We see this clearly when we compare national replacement rates for old-age insurance systems (see Table 1). American Social Security’s replacement rate is a bit below Germany’s for high-income workers but higher than Germany’s and close to Sweden’s for low-income workers. Also, the Dutch and Americans, for example, have large pools of finance capital backing up pensions. The Spanish, Greek, and Italian systems tried solely pay-as-you-go, but they have moved away from it as their aging populations caused tax rates to rise to politically unsustainable levels. The pension replacement rate for the Dutch worker is more than 100 percent for low-income workers. A stingy state system doesn’t mean a country won’t have adequate pensions. Likewise, across the United States and other similar nations, retirees get just shy of one-fifth of their retirement income from capital sources. We are not an outlier in these respects. The United States is an outlier in the level of poverty produced; more than one out of five elderly are poor.
United States has Highest Elder Poverty Rates and Low Replacement Rates.

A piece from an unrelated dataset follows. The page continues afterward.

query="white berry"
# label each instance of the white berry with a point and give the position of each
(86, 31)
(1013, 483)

Source: Author’s calculations from the Organisation for Economic Co-operation and Development (OECD), Pensions at a Glance (various years).
The U.S. case differs not because of our social security system but because we departed from the rest of the world with our do-it-yourself 401(k) and individual retirement systems. Additionally, occupational pensions are virtually required in European nations. In the United States the system is voluntary, which means for more than forty years only about half of the working population has been covered.
What, given this history and these national comparisons, can be done to avert the crisis of elder finances? Within McCarthy’s political sociology framework, we get a clear view of policy-makers’ motives: They preserve capitalist accumulation, because when the economy does well they are able to keep their positions of political power.
There will be crisis and change. Our highly market-based, fragile retirement income secu-rity system is clearly entering a turbulent period. But we are not impotent with regard to what happens to retirement, McCarthy writes, if workers and, by extension, older superannuated workers, act collectively and “militantly” to spur policy makers into action. The system was constructed through political means, for political reasons—to stabilize the process of working-class formation. It is, of necessity, vulnerable to the same. “We are not locked into a path of marketization. But only large-scale collective action can get us off it to begin to build a system that ensures that our retired can live financially comfortable and stable lives (p. 173).”